In the current study, 30 days mortality was independently associated with septic shock, older age more than 65 years, confusion at admission, thrombocytopenia, PaO2/FIO2 < 200 mmHg, and thrombocytosis.

This is consistent with other studies by Laserna et al. and Prina et al. [5, 20].

While thrombocytosis and thrombocytopenia as shown in this study and other studies are important factors in predicting morbidity & mortality in CAP, complications with thrombocytosis were more as local complications in the form of lung abscess, empyema, and pleural effusion while complications with thrombocytopenia were more as general complications in the form of severe sepsis and septic shock. Higher mortality in CAP patients with thrombocytosis could be attributed to insufficient management of the respiratory complications for several causes, e.g., late diagnosis and drainage, inadequate antibiotic, inadequate treatment duration, or absence of adequate follow-up [5]. The prognostic impact of platelets in patients admitted to ICU for severe CAP was demonstrated since the lower was the initial platelet count, the higher was the mortality rate [21].
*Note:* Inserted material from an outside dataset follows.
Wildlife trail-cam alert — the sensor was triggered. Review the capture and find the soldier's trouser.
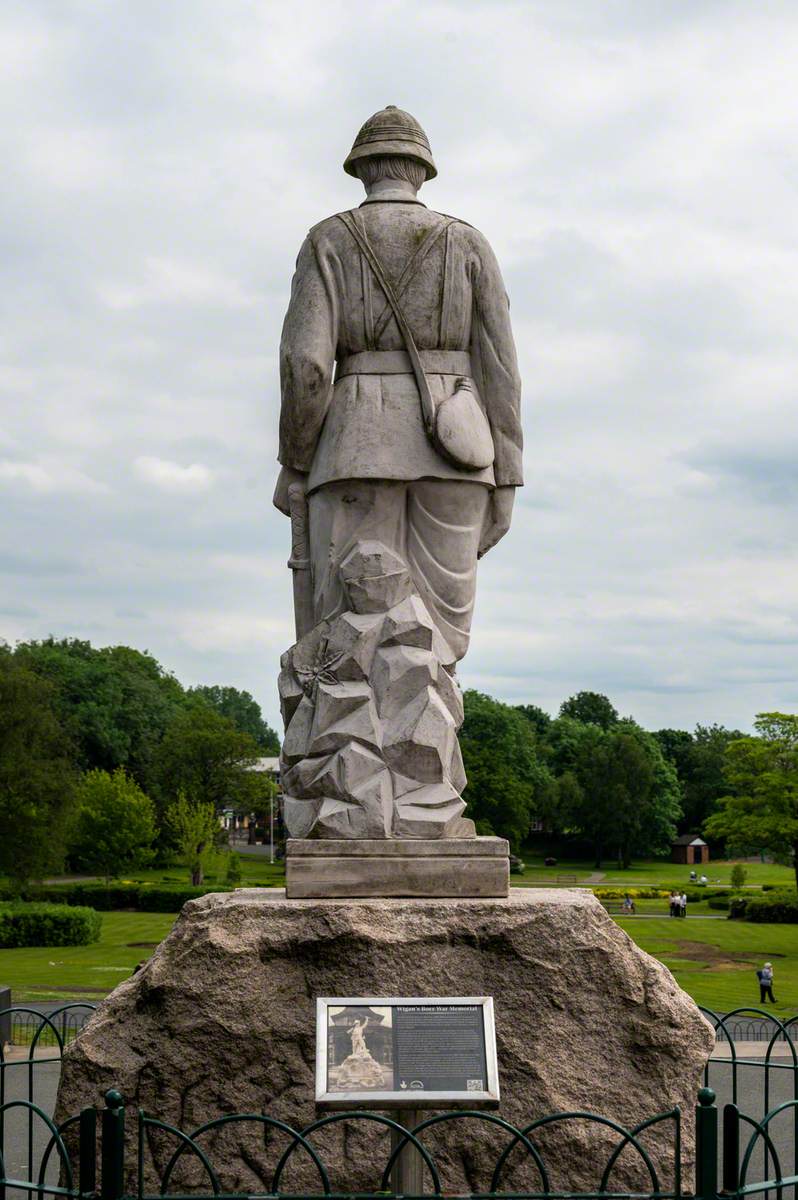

This study had the following limitations: first, small number of studied patients; second, causative organisms were not studied to explore their potential relation to platelet count although it showed no significant statistical difference in other studies; third, biomarkers were not analyzed; and finally, we recommend inclusion of thrombocytosis and thrombocytopenia in severity assessment of patients with CAP. Also, further studies on platelet count in CAP patients to evaluate its impact on the outcome are needed.

Conclusions

Thrombocytopenia in patients with CAP is associated with more severe pneumonia, severe sepsis, septic shock, need for ICU admission, need for invasive M.V, and poor outcome. While, thrombocytosis in patients with CAP is associated with more respiratory complications as regard lung abscess, empyema and pleural effusion, and poor outcome.